The report is the first of an ongoing series intended to enhance economic relations between the two nations by focusing on the proper role of government, the positive strides that can be made in the private sector despite poor government policies, and recommended additional actions that the U.S. and India should take to facilitate greater exchange between the two markets.

U.S.–India bilateral trade, at just $58 billion, is fairly small, especially when compared to U.S. trade with South Korea that comes to around $100 billion. While trade in services is flourishing, trade in goods fails when measured against the natural benefits of comparative advantage. Other barriers to increased trade levels include India’s underdeveloped intellectual property rights system, as well as immigration restrictions on high-skilled workers wanting to come to the U.S or go to India.
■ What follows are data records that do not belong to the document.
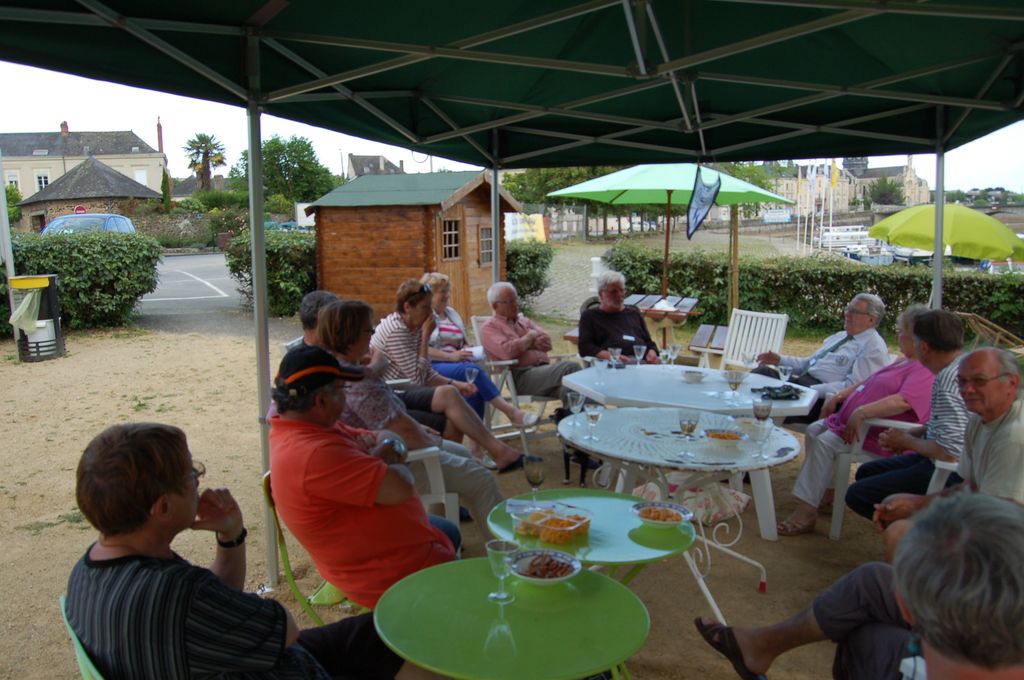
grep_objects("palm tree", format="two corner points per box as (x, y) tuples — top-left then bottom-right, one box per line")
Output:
(184, 132), (227, 192)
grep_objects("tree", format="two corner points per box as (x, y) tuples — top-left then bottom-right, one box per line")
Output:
(184, 132), (227, 192)
(867, 177), (906, 206)
(228, 135), (338, 203)
(4, 184), (22, 224)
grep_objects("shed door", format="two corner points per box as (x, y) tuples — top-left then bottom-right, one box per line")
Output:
(434, 204), (471, 318)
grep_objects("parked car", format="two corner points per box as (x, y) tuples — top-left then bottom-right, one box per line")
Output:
(43, 213), (135, 235)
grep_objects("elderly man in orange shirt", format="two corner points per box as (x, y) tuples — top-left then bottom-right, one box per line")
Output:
(479, 281), (580, 411)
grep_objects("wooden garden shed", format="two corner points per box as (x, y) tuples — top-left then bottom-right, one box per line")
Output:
(306, 171), (521, 324)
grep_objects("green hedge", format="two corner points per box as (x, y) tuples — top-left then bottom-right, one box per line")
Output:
(224, 229), (316, 316)
(604, 243), (1024, 335)
(0, 232), (163, 337)
(505, 239), (555, 305)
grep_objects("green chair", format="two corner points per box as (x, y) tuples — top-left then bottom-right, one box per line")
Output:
(263, 470), (368, 626)
(60, 595), (103, 680)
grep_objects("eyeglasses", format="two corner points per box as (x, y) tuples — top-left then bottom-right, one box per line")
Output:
(956, 373), (1010, 389)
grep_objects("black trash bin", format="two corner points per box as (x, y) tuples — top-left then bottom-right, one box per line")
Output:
(8, 273), (65, 362)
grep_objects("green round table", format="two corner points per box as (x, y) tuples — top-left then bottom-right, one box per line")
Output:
(374, 558), (650, 680)
(487, 488), (696, 581)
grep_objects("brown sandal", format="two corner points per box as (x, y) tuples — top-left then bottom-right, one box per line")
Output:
(775, 517), (814, 536)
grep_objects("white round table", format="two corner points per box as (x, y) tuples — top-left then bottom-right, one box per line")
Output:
(558, 403), (800, 541)
(562, 362), (818, 418)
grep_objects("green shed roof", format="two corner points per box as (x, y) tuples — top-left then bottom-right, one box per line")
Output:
(309, 170), (480, 208)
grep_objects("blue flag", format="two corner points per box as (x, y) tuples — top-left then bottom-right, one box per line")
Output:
(686, 168), (722, 240)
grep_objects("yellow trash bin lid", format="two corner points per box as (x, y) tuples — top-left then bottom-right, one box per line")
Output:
(8, 277), (50, 290)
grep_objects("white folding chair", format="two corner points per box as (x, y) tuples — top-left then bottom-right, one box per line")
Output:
(406, 447), (459, 526)
(720, 308), (790, 370)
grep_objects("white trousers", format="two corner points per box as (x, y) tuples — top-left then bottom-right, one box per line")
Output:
(793, 420), (850, 508)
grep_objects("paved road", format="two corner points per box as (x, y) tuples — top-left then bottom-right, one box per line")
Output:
(136, 253), (301, 342)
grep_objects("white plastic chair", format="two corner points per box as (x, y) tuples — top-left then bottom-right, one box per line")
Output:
(720, 309), (790, 370)
(406, 447), (459, 526)
(828, 418), (956, 541)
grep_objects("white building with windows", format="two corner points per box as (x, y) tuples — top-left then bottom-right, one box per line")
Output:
(0, 122), (167, 199)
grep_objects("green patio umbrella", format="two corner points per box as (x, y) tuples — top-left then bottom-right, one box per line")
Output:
(548, 163), (793, 297)
(868, 205), (1024, 260)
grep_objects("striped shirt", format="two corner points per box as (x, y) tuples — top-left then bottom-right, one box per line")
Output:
(68, 552), (329, 680)
(925, 354), (968, 458)
(371, 311), (447, 386)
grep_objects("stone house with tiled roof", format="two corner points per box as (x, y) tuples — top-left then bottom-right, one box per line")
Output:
(345, 154), (406, 179)
(16, 156), (161, 231)
(0, 123), (167, 199)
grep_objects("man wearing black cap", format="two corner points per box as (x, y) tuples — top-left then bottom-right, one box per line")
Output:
(270, 346), (458, 607)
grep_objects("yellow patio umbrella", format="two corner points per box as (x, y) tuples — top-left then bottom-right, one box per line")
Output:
(868, 205), (1024, 260)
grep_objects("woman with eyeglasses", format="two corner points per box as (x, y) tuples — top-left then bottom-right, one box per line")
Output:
(417, 271), (537, 427)
(776, 305), (935, 536)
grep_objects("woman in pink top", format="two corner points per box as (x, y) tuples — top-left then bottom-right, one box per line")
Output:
(777, 305), (935, 536)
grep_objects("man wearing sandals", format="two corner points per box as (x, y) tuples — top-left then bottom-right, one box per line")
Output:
(693, 493), (1024, 680)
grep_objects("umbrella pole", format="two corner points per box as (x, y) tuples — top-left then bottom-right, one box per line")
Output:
(929, 118), (946, 309)
(662, 188), (671, 347)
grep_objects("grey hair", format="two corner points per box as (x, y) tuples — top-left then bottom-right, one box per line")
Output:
(893, 493), (1024, 670)
(961, 347), (1021, 390)
(851, 293), (886, 326)
(597, 269), (626, 293)
(487, 281), (519, 304)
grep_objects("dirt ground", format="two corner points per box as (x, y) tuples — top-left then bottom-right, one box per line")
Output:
(0, 324), (882, 679)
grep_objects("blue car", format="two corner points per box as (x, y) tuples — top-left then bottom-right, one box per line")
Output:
(43, 213), (135, 236)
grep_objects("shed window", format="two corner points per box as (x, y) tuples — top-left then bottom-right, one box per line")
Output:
(480, 225), (495, 267)
(441, 219), (462, 260)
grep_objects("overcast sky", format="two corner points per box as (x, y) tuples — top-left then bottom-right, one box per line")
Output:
(0, 61), (1024, 193)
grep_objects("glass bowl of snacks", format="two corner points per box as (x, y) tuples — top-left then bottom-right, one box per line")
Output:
(512, 503), (593, 546)
(511, 550), (582, 586)
(633, 501), (693, 526)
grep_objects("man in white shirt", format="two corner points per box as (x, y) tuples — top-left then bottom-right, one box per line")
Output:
(754, 293), (889, 423)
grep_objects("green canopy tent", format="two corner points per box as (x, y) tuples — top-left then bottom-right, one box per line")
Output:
(0, 0), (1024, 573)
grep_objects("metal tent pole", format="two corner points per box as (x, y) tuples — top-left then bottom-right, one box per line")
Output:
(246, 37), (278, 588)
(0, 151), (17, 342)
(930, 107), (946, 309)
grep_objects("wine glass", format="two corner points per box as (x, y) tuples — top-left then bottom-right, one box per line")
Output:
(522, 456), (544, 507)
(722, 371), (746, 402)
(567, 392), (587, 427)
(669, 342), (683, 364)
(486, 539), (519, 603)
(584, 402), (604, 441)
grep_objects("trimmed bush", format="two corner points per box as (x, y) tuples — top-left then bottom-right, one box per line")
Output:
(0, 232), (163, 335)
(224, 229), (316, 316)
(604, 243), (1024, 335)
(505, 239), (555, 305)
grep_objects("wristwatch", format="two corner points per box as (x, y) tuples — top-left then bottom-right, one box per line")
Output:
(381, 437), (409, 456)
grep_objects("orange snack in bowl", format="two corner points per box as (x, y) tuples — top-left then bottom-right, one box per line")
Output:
(640, 508), (683, 522)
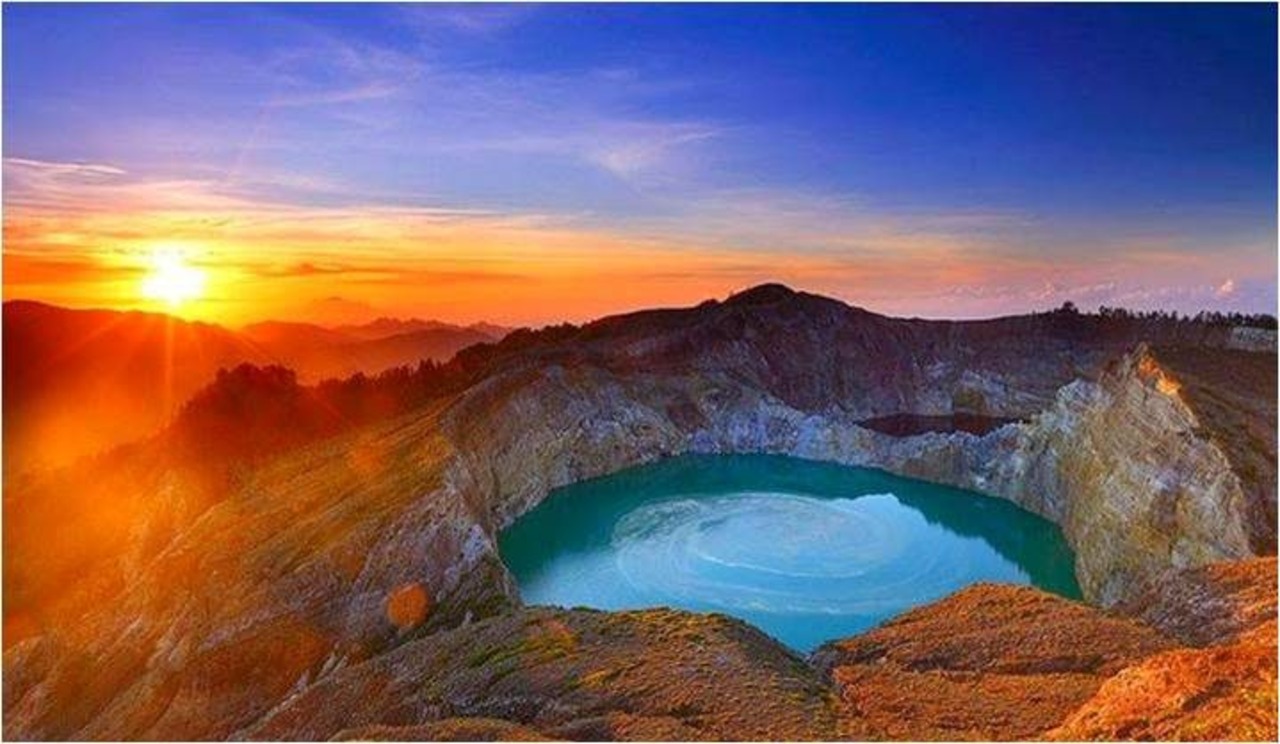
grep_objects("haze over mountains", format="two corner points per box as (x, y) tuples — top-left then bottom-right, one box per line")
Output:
(4, 301), (508, 466)
(4, 286), (1276, 740)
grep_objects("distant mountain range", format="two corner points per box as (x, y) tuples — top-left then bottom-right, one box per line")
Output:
(4, 301), (509, 466)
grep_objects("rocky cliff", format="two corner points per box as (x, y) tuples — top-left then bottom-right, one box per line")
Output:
(4, 287), (1275, 739)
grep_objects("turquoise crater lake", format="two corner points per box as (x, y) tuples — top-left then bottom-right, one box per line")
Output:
(500, 455), (1080, 651)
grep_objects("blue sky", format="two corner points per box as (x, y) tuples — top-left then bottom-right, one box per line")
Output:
(4, 4), (1276, 316)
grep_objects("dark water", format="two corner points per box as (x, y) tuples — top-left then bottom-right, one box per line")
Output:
(500, 455), (1080, 651)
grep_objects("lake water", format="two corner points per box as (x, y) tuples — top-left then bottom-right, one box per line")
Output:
(500, 455), (1080, 651)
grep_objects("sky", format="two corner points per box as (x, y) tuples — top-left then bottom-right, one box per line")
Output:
(3, 4), (1277, 325)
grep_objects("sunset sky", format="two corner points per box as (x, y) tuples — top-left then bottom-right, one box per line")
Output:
(4, 4), (1276, 325)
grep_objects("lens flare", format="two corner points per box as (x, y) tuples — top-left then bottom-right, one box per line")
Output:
(142, 248), (205, 307)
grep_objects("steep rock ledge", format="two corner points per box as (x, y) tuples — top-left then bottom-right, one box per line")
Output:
(444, 346), (1274, 604)
(4, 291), (1275, 739)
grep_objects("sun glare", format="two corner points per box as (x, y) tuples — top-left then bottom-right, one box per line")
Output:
(142, 248), (205, 307)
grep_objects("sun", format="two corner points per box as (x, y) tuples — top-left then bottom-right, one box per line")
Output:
(142, 248), (205, 307)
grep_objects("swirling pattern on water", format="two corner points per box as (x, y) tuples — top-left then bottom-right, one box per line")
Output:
(500, 456), (1079, 651)
(612, 493), (983, 615)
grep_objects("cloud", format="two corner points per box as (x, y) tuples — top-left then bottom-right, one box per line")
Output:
(396, 3), (536, 42)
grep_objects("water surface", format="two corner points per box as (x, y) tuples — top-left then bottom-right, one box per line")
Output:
(500, 455), (1080, 651)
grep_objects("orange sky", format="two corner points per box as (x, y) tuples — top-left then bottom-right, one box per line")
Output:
(4, 159), (1269, 325)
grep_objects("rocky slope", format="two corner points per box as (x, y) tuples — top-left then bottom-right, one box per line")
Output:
(4, 287), (1275, 739)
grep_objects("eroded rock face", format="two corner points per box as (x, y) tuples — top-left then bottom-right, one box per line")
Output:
(241, 610), (835, 740)
(4, 288), (1275, 739)
(815, 585), (1175, 740)
(1048, 558), (1277, 741)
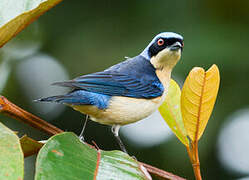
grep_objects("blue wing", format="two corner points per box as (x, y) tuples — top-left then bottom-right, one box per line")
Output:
(54, 56), (164, 98)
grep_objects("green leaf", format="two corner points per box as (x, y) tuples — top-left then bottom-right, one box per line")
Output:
(159, 79), (189, 146)
(0, 0), (62, 47)
(35, 132), (148, 180)
(20, 135), (43, 157)
(0, 123), (24, 180)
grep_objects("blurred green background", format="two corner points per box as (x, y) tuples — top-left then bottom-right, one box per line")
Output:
(0, 0), (249, 180)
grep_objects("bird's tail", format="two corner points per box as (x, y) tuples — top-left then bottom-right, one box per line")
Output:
(35, 90), (92, 105)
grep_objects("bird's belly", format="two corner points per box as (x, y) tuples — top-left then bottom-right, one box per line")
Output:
(73, 95), (165, 125)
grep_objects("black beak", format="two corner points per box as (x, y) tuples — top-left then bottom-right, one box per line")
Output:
(170, 41), (183, 51)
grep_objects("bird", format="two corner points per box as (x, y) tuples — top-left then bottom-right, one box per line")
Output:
(37, 32), (184, 153)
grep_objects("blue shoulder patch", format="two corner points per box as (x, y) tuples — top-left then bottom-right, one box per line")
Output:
(38, 90), (111, 109)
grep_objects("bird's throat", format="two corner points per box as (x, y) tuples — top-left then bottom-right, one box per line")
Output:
(156, 68), (172, 93)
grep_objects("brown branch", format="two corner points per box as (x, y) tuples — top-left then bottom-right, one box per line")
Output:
(187, 141), (202, 180)
(0, 96), (184, 180)
(0, 96), (63, 135)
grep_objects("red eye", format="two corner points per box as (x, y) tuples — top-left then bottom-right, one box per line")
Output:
(157, 39), (164, 46)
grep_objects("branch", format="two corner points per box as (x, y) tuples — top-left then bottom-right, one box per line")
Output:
(0, 96), (185, 180)
(0, 96), (63, 135)
(187, 141), (202, 180)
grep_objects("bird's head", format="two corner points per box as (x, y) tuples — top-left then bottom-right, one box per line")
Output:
(141, 32), (183, 69)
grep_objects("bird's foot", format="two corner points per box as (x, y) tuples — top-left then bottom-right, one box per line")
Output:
(79, 135), (85, 143)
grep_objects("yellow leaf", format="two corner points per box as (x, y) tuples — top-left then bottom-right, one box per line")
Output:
(181, 65), (220, 141)
(158, 79), (189, 146)
(0, 0), (62, 47)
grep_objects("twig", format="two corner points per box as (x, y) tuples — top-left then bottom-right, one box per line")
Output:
(0, 96), (185, 180)
(187, 141), (202, 180)
(140, 162), (185, 180)
(0, 96), (63, 135)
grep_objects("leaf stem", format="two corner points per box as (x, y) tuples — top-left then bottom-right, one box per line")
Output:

There is hope for the future if foreign direct investment (FDI) in India is realized by working at the state level, relaxing immigration barriers to high-skilled workers wanting to work in both India and the U.S., and passing a Bilateral Investment Treaty (BIT). The private sector also offers great opportunities for growth that require less political change and expedites the process of investment. The combination of these action steps will make for a more open and economically prosperous environment.

Are U.S.–India relations growing? The answer is: They could be growing much more, if both sides would unleash the power of the free market.